Assassination of the Japanese Shinzo Abe

Japanese officials will soon begin discussing arrangements for the funeral of former Prime Minister Shinzo Abe, who was assassinated Friday in a shootout in broad daylight, sending a nation unaccustomed to armed violence into a state of shock and anger.

On Saturday morning after the deadly shooting on a street in downtown Nara, Japan, a car believed to be carrying the body of the former world leader left Nara Medical University Hospital, where Abe had received treatment. , according to the Japanese public channel NHK.

Her widow, Akie Abe, travels with her husband’s body back to Tokyo, where the family resides, before talking about funeral arrangements, Abe’s office told CNN.

Following the murder, mourners gathered to place flowers and kneel at a makeshift monument outside Yamato-Saidaiji Station in Nara, near where Abe was killed.

That a former prime minister could be shot dead at close range while delivering a speech in broad daylight in a country with one of the lowest firearm crime rates in the world has resonated in Japan and the world. Presidents, prime ministers and other international leaders sent tributes expressing outrage and sadness over the assassination.

Abe, 67, was pronounced dead Friday at 5:03 p.m., local time, just over five hours after he was shot while delivering a campaign speech in front of a small crowd on the street.

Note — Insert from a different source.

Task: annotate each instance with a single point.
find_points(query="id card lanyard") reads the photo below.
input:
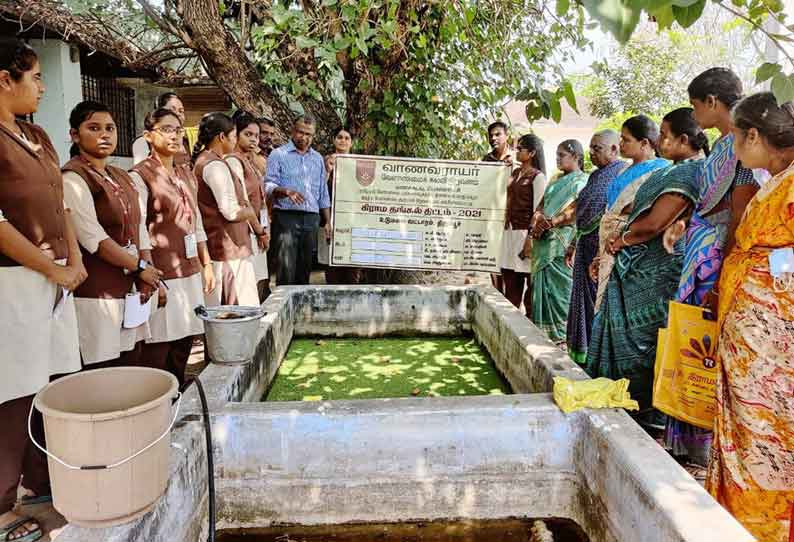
(126, 207)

At the time of the shooting, Abe was speaking in support of the Liberal Democratic Party (LDP) government candidates ahead of Sunday’s upper house elections, which are still scheduled for the celebration. Although he resigned as Prime Minister of Japan in 2020 for health reasons, Abe continued to be an influential figure in the country’s political landscape and continued to campaign for the LDP.

Japan’s “JFK Moment”: Abe was Japan’s longest-serving prime minister who defined the country’s politics for a generation.

He will be remembered for raising defense spending, driving the most dramatic change in Japanese military policy in 70 years and his grand experiment designed to pull Japan’s economy out after decades of stagnation, known as “Abenomics”.

Tomohiko Taniguchi, a former special adviser to Abe, said the former prime minister was “one of Japan’s most transformative leaders” and described his assassination as the equivalent of the assassination of US President John F. Kennedy.

“I think it will be the equivalent of the day of JFK’s murder … It has been a day of sadness, pain, disbelief and for me, a tremendous rage. People have a hard time digesting reality,” Taniguchi said. . Friday.